А сестра с улыбкой детской радости оглядывала всех вокруг вопрошающим взором, видя всеобщее изумление, как будто перед новым нарядом, как будто она надела новое платье и спрашивала: "Тебе нравится? Вам нравится? Это всецело мое изобретение".

- Когда я жила, - тихо промолвила она, - здесь в этот час играла музыка. Ты не помнишь, Ванина?

- Я помню, - вмешался Альдо, двигая в воздухе пальцами левой руки, как при игре на виолончели. - Может быть, моя большая виола еще заперта в этом шкафу.

Рисунок потолка был тоньше, чем филигранная работа; в середине был герб с двумя орлами и тремя золотыми лилиями.
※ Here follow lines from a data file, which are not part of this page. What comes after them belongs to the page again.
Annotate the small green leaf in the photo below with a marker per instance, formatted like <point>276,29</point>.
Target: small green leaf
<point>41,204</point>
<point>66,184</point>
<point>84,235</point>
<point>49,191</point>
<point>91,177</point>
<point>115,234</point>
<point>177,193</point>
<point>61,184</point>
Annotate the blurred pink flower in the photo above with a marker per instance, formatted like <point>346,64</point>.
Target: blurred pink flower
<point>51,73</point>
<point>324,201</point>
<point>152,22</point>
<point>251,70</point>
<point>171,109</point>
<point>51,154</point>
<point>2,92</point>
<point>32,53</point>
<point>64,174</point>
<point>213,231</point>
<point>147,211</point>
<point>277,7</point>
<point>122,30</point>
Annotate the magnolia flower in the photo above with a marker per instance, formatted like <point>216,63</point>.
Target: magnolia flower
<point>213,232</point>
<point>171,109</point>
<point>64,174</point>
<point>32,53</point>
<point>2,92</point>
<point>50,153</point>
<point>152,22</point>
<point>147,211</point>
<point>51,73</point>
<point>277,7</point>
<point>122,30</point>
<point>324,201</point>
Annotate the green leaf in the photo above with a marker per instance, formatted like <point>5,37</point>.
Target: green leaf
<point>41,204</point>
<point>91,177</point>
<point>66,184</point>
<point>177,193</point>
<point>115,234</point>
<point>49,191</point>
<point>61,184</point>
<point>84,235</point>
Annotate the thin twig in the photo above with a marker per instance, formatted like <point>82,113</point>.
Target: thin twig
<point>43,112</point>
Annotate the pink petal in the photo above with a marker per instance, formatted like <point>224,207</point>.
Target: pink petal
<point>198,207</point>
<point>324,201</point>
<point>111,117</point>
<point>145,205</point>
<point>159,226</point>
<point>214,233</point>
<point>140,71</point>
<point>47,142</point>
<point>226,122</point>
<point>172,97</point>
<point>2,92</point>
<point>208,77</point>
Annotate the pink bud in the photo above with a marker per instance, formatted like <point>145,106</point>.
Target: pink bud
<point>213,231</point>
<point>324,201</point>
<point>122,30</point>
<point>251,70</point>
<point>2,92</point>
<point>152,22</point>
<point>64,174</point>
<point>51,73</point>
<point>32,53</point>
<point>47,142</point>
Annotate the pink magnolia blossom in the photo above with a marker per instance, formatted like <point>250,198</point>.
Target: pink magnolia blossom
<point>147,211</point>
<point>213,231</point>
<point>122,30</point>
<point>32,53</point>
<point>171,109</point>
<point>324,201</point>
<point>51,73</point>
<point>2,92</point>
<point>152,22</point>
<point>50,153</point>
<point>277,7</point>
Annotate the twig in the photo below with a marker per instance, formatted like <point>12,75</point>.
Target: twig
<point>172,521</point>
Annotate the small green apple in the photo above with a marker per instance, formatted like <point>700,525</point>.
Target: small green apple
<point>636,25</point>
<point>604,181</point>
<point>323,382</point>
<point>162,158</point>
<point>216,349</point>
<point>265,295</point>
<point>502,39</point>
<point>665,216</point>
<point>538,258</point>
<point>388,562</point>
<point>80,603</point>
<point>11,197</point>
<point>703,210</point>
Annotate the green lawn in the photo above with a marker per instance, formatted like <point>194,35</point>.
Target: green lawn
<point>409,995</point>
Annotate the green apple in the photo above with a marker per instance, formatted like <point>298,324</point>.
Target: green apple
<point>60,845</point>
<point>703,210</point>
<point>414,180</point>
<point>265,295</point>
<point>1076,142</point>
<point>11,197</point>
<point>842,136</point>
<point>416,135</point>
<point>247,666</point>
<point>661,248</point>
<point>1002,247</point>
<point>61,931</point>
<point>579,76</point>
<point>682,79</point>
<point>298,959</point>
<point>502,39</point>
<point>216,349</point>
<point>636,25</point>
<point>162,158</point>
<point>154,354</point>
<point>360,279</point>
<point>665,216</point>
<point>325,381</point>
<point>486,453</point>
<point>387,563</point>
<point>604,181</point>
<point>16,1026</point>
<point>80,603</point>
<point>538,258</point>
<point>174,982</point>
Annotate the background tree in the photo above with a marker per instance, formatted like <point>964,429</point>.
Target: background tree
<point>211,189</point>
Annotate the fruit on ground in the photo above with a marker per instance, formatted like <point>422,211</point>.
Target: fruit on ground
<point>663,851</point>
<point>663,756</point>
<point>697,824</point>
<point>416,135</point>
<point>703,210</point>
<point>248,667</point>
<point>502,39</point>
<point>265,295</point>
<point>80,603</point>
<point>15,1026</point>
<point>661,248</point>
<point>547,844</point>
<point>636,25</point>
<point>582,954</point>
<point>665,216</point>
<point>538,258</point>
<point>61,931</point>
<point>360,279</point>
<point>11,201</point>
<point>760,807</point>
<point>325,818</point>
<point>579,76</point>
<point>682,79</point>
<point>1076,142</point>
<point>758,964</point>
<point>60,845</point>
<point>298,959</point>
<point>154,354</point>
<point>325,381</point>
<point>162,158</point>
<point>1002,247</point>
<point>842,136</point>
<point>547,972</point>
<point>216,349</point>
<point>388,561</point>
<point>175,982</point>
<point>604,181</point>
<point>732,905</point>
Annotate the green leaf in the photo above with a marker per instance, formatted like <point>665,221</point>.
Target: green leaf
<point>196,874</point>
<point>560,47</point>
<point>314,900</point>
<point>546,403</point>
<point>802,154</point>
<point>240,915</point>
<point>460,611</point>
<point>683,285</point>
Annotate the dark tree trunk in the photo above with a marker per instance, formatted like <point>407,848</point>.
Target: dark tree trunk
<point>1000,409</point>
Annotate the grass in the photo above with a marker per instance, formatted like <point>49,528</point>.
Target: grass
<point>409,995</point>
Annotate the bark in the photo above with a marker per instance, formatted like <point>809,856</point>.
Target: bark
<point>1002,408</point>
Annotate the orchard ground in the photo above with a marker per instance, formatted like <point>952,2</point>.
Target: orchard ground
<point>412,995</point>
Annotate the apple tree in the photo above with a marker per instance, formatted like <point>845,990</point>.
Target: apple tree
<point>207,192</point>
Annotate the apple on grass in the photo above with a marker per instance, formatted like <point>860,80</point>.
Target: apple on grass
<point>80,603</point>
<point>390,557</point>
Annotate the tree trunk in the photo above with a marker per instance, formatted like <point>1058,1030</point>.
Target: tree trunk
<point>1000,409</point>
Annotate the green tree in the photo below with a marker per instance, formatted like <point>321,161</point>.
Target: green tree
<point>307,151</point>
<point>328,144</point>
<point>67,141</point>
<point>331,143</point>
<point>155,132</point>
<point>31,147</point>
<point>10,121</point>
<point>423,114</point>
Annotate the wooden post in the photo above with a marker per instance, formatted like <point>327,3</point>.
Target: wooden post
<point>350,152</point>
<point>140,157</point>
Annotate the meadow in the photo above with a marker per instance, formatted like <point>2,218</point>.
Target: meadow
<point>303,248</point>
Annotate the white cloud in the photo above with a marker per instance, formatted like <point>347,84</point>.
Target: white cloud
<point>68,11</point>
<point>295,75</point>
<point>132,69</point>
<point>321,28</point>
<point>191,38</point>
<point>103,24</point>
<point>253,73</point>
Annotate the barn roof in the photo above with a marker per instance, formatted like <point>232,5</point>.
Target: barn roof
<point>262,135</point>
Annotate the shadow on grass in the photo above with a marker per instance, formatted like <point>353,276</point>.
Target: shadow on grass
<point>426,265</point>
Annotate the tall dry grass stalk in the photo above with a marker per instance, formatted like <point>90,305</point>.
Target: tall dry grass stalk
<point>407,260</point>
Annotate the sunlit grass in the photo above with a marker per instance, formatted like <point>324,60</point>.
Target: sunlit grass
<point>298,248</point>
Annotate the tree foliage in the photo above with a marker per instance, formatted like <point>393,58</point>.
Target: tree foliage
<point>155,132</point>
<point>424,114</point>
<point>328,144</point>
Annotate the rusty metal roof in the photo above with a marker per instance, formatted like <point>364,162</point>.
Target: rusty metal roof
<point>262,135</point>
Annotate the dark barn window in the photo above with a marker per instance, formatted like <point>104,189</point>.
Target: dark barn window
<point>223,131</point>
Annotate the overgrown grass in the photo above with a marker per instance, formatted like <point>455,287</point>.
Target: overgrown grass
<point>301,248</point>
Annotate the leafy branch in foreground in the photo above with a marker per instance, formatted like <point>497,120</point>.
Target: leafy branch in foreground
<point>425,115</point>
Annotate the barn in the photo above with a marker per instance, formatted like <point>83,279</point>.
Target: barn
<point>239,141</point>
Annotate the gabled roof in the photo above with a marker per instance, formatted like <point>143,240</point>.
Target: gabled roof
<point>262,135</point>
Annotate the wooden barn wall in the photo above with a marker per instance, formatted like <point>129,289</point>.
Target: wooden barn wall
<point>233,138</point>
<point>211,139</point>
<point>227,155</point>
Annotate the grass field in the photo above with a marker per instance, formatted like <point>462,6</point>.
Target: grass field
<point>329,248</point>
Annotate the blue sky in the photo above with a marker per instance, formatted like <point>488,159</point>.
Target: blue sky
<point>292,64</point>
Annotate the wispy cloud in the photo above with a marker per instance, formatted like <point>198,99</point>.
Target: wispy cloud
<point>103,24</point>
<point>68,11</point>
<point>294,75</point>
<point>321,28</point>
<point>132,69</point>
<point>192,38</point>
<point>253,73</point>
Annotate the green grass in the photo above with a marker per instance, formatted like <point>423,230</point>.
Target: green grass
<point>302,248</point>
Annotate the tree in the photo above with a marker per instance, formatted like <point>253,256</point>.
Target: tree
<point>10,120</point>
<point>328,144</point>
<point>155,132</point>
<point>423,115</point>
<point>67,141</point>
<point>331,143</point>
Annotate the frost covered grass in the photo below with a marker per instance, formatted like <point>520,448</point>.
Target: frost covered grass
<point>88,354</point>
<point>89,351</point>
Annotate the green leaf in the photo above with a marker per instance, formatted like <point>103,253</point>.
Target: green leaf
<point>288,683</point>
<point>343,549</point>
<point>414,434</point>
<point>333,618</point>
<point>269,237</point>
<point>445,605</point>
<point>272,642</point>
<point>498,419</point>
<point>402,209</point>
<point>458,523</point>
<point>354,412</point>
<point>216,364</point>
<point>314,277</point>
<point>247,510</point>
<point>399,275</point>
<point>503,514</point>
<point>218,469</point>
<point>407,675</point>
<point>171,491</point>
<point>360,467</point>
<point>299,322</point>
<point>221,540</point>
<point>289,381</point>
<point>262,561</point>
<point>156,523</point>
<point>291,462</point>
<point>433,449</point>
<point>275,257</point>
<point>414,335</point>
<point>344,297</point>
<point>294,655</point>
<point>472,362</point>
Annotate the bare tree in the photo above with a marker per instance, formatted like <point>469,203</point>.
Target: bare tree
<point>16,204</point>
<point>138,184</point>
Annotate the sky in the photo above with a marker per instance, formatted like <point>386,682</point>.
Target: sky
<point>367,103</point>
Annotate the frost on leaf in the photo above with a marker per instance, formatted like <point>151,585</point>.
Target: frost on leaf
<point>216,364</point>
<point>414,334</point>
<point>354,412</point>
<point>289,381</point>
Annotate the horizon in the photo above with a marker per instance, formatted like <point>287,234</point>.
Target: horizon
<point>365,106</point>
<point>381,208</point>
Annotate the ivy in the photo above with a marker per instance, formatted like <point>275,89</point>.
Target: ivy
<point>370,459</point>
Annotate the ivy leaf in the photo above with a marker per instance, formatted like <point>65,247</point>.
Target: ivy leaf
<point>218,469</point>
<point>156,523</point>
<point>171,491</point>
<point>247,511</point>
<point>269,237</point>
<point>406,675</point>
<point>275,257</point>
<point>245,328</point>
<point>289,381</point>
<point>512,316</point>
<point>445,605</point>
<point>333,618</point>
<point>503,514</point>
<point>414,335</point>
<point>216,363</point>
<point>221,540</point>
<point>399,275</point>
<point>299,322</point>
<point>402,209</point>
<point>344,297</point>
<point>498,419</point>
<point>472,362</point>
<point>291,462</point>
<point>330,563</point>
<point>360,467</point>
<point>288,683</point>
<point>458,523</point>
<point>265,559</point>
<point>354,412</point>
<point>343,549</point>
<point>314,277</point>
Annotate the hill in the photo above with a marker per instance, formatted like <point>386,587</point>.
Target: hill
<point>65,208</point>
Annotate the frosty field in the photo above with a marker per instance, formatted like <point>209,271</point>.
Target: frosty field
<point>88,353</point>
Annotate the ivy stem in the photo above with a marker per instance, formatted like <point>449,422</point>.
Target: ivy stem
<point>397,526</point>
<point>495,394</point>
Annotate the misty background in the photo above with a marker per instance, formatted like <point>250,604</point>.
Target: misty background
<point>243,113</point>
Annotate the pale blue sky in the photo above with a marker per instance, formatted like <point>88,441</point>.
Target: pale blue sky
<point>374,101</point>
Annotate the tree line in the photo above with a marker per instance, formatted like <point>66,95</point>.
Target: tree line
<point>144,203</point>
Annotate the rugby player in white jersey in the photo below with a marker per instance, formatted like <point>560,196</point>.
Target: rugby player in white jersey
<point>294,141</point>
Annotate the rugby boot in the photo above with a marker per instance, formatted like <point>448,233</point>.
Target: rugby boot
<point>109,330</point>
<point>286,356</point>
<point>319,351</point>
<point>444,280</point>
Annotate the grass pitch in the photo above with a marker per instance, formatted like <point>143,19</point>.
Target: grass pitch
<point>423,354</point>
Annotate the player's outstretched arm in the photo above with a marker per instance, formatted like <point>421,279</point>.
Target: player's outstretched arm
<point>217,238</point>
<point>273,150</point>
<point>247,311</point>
Вдоль стен стояли шкафы для инструментов и нотных таблиц и висели изображенные на дереве старинные инструменты - клавесины, виола, арфа, "дольчемеле" и "вирджинале"; а между ними висели странные изображения дворцов и садов, как бы с целью обозначить несуществующие места, к которым стремится душа и летит на струях мелодии даже из самых веселых мест земного шара. И здесь также на маленьких деревянных флажках, оказалось, стояло то же самое сладостное имя.

- Конечно, твоя виола здесь, - подтвердила чаровница, пристально устремив куда-то взор. - Я ее вижу как тебя, Альдо. Я всегда завидовала ее красно-коричневому цвету - мне бы такие волосы иметь! Ах, если бы ты мог отыскать хоть одну ноту, которая напоминала бы ее! А эти желтоватые пятна лака на боках, которые были прозрачнее амбры! А посередине нижней деки эти золотые полоски, сочные и нежные как, шея тропической птицы! Нижняя часть грифа у нее светлая, отполированная движением твоей руки.

- Мориччика, а какая у тебя была чудная лютня, которой ты себе аккомпанировала! - воскликнул юноша, увлекаясь все более и более. - Ящик у нее был сработан, как киль у корабля, из чередующихся полос дерева, то светлого, то темного, и был легче, чем чашка весов орехового дерева. А проколы в ней были такие тонкие, что еле-еле проходил через них солнечный луч, если, желая прочесть на дне ее имя знаменитого мастера, ее поставить против света.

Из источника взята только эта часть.